Anyway, we ended up choosing Stac Polly, one of Edinburgh’s original Scottish fine dining restaurants. The fact they have gin bar above their cellar type venue had nothing to do with it, I promise. OK maybe it did but that’s beside the point. We fancied something traditional but also something a little sophisticated and Stac Polly comes highly recommended.
Now, they say they’re a fine dining restaurant and they are, the food is very much of a fine dining ilk, but they’re not pretentious, which is the problem with quite a few fine dining gaffs. The atmosphere is really relaxed, the staff are super nice and chatty and they really know their stuff. They can tell you exactly what goes into your dish and they can recommend you some top vintage wines and whiskeys to go with your grub.

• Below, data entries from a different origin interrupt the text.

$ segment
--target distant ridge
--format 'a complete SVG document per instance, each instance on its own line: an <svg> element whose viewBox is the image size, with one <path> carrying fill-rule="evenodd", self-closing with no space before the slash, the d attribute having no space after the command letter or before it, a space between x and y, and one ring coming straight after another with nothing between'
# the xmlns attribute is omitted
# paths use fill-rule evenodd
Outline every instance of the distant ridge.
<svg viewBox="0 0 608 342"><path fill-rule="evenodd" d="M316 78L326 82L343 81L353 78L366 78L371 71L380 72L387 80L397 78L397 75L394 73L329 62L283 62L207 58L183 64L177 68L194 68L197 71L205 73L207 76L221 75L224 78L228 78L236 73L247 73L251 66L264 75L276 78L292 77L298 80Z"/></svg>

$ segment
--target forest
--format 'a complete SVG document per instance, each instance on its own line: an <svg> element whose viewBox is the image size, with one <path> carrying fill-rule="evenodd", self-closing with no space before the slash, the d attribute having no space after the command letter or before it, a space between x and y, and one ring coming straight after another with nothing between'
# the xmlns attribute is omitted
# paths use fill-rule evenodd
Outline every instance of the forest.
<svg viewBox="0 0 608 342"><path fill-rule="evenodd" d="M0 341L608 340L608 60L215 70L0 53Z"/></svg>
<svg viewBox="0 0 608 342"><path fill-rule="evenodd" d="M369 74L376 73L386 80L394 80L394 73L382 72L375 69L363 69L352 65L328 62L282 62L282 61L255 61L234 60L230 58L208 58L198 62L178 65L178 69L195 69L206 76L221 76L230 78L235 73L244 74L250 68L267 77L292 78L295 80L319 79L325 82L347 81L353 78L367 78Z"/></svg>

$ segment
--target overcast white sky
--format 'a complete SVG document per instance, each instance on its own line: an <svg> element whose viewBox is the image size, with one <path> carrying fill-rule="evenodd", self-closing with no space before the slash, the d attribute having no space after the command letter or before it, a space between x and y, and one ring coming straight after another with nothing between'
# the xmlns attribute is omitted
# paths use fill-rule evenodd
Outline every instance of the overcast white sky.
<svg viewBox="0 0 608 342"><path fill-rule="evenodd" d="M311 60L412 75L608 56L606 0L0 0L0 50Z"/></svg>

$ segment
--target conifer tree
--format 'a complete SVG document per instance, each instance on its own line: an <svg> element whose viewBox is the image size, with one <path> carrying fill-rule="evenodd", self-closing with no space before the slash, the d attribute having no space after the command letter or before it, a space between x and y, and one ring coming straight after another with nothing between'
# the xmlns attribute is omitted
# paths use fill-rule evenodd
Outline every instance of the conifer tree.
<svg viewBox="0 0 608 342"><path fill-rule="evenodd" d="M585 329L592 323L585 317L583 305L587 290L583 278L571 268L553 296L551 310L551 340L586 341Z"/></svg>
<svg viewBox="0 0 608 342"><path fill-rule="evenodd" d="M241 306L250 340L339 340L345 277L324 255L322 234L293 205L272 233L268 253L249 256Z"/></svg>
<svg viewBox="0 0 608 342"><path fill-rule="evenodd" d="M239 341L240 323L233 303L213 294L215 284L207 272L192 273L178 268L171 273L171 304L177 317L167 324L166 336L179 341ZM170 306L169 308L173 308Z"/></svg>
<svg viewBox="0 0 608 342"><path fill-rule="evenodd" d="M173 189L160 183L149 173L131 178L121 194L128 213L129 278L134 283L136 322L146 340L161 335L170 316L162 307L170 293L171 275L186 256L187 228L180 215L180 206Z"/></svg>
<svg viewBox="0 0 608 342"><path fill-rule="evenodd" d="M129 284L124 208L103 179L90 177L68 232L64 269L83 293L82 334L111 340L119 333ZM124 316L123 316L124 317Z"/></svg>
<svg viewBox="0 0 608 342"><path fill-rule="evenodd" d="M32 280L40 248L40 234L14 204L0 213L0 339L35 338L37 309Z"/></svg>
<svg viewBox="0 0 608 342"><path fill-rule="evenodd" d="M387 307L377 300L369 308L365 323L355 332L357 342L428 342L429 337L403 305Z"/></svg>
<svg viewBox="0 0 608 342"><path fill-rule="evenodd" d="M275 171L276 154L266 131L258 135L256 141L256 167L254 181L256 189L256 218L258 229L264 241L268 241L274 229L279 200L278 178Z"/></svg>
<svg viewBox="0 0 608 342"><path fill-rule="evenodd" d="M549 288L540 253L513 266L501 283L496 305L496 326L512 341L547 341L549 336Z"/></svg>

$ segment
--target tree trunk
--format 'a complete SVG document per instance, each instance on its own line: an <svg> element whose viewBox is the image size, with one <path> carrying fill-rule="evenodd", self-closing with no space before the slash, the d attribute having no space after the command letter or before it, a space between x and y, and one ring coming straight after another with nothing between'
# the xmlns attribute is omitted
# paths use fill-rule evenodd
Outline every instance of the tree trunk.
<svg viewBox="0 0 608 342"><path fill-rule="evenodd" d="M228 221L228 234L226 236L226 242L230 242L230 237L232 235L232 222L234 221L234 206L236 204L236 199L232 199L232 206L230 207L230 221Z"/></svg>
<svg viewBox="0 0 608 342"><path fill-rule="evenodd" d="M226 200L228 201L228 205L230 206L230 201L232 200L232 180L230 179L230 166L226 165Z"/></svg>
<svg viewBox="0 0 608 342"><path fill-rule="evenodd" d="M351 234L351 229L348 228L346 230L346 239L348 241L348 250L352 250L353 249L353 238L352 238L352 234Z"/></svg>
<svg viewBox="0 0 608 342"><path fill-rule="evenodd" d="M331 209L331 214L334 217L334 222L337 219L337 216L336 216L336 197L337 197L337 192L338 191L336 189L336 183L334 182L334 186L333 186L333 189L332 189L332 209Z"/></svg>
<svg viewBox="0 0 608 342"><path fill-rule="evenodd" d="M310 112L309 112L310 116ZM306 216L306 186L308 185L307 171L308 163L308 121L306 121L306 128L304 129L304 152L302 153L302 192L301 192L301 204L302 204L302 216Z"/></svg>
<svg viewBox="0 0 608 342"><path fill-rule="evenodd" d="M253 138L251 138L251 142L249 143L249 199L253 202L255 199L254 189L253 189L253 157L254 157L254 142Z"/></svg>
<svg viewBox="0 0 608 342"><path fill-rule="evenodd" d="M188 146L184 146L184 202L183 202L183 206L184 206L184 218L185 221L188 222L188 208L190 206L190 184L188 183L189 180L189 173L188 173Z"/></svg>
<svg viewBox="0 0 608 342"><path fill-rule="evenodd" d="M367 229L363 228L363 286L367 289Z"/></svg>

I kinda don’t want to call it grub, because that’s feels like undervaluing the food. When you serve things like Shetland salmon fillet with leek, herb and seaweed salt risotto, spring onion and carrot salad, buttered bok choy, lime and virgin oil dressing (£23.95) or prime Scottish fillet of beef with a fondant potato, Stornoway black pudding, broccoli, woodland mushrooms, red wine and thyme jus (£27.95) you earn the right to be referred to as something else than “grub”. But then I kick off at the TV when someone on Come Dine With Me calls food “dishes” or “cuisine”… So I’m kinda stuck. Let’s just say the food there is delightful, and worth every single penny.

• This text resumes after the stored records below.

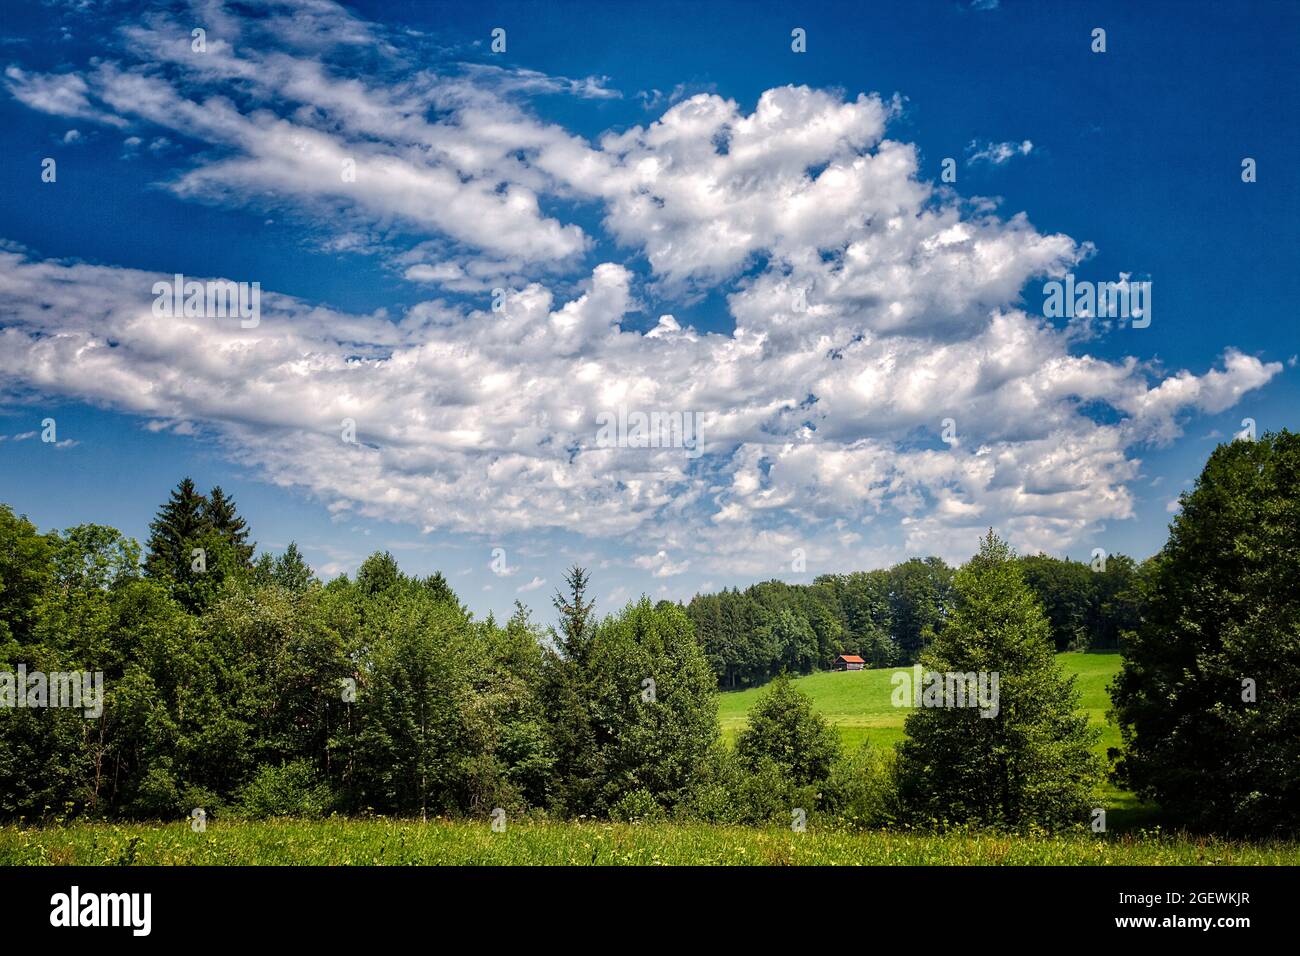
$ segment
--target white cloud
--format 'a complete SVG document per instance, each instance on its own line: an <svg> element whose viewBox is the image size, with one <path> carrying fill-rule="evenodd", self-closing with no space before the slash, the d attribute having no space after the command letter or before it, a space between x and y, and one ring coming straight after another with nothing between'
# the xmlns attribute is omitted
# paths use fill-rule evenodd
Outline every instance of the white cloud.
<svg viewBox="0 0 1300 956"><path fill-rule="evenodd" d="M876 95L781 87L745 113L704 93L588 142L518 98L601 96L603 81L403 71L388 38L326 3L277 5L256 28L288 50L249 42L233 16L221 26L203 57L165 24L125 28L158 69L11 67L7 83L46 112L129 117L134 147L162 133L204 146L171 181L182 198L269 193L335 230L335 251L382 245L400 221L415 238L385 247L396 274L439 294L507 288L504 309L479 296L349 314L267 288L255 329L159 319L152 285L170 276L0 246L0 397L86 401L214 441L340 518L635 533L632 562L657 577L771 575L795 547L810 570L964 556L990 525L1059 552L1133 515L1143 447L1282 368L1232 348L1172 373L1083 353L1019 296L1091 247L919 178L916 148L886 136L897 104ZM378 50L388 72L331 69L336 41ZM972 161L1032 149L993 145ZM592 237L551 211L569 203L603 215L626 263L583 258ZM632 331L647 281L721 293L734 331L672 315ZM597 416L619 407L699 415L706 453L599 447ZM945 418L958 444L938 440Z"/></svg>
<svg viewBox="0 0 1300 956"><path fill-rule="evenodd" d="M4 75L5 89L24 106L54 116L96 120L111 126L126 125L121 117L91 103L86 80L77 73L34 74L9 66Z"/></svg>
<svg viewBox="0 0 1300 956"><path fill-rule="evenodd" d="M983 146L971 140L966 147L969 162L988 163L991 166L1001 166L1016 156L1028 156L1033 151L1034 144L1027 139L1020 143L985 143Z"/></svg>
<svg viewBox="0 0 1300 956"><path fill-rule="evenodd" d="M0 253L0 393L193 427L338 514L482 534L637 531L655 545L638 563L660 576L688 562L774 573L843 522L898 525L907 548L938 553L969 550L961 536L990 524L1059 549L1132 514L1134 443L1280 370L1229 351L1222 369L1152 385L1137 363L1070 355L1015 311L963 342L868 333L838 357L827 332L783 351L746 327L651 337L620 329L628 277L614 264L566 303L533 286L500 316L415 309L394 323L264 290L251 330L155 318L162 278ZM1079 413L1087 402L1129 417L1097 424ZM597 413L620 404L700 411L710 451L597 447ZM935 440L942 417L960 448ZM341 441L344 418L359 444ZM909 448L917 434L933 447ZM851 539L821 548L827 562L861 554Z"/></svg>
<svg viewBox="0 0 1300 956"><path fill-rule="evenodd" d="M606 135L574 185L606 201L607 227L669 282L724 279L762 250L840 245L919 191L890 175L906 163L895 144L865 152L892 109L877 96L844 102L790 86L744 115L700 94L647 127Z"/></svg>
<svg viewBox="0 0 1300 956"><path fill-rule="evenodd" d="M666 551L642 555L641 557L634 558L632 563L638 568L653 572L654 576L657 578L668 578L675 574L682 574L691 566L691 562L689 561L674 563L668 557L668 552Z"/></svg>

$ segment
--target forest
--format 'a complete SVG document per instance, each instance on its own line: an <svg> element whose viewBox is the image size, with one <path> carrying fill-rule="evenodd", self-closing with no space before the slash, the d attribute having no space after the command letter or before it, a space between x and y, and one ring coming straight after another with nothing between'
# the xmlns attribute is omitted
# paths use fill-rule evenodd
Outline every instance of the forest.
<svg viewBox="0 0 1300 956"><path fill-rule="evenodd" d="M1116 650L1137 624L1147 566L1127 555L1095 568L1046 554L1015 560L1043 605L1056 650ZM846 653L869 667L908 666L955 609L955 573L939 558L912 558L809 585L774 580L696 595L686 611L723 688L826 669Z"/></svg>
<svg viewBox="0 0 1300 956"><path fill-rule="evenodd" d="M94 673L92 714L0 700L0 819L330 814L1083 828L1107 778L1196 832L1300 824L1300 437L1220 445L1138 563L960 567L642 597L599 615L572 568L553 624L478 619L392 555L321 581L259 553L235 502L182 480L143 546L42 532L0 506L0 671ZM1118 648L1102 760L1055 653ZM994 716L918 708L893 749L845 752L790 677L997 672ZM734 746L717 696L765 685ZM22 694L24 688L16 688ZM27 702L33 702L29 697Z"/></svg>

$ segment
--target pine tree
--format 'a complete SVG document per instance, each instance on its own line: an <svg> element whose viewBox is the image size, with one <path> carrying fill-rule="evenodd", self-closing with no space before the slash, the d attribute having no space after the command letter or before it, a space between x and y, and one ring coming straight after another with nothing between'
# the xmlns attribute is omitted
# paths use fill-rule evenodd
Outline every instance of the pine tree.
<svg viewBox="0 0 1300 956"><path fill-rule="evenodd" d="M235 499L226 495L220 485L214 485L208 495L203 515L208 524L226 538L234 549L239 563L251 565L256 544L248 542L248 525L235 507Z"/></svg>
<svg viewBox="0 0 1300 956"><path fill-rule="evenodd" d="M209 528L206 509L207 499L199 494L193 480L182 478L149 525L146 574L177 579L188 575L194 542Z"/></svg>
<svg viewBox="0 0 1300 956"><path fill-rule="evenodd" d="M560 612L560 648L570 660L581 660L591 642L590 619L596 602L585 600L590 580L585 569L575 565L565 574L564 580L569 585L568 597L556 591L552 600Z"/></svg>
<svg viewBox="0 0 1300 956"><path fill-rule="evenodd" d="M995 705L923 699L908 715L899 747L905 805L923 824L1084 822L1101 772L1096 731L1079 709L1074 678L1057 667L1051 626L1019 563L990 530L955 586L956 613L921 664L940 675L996 673Z"/></svg>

Speaking of which, their wine list is a mile long and you can treat yourself to a really nice 2013 Sauvignon Blanc or a 2011 Cabernet Sauvignon for less than £20, which comes as a nice surprise for a place that is more “fine dining” than “eatery”. Their whiskies are also plentiful and very fairly priced.
Anyway. Going all out for a three course meal with some whiskey and wine set us back around £100 and I regret nothing. In fact, I’ll eat there again next time I’m in Edinburgh. Fine dining is not supposed to be your bog standard every day dinner, it’s supposed to be something a little special and that is exactly what Stac Polly is, without being obnoxiously pretentious.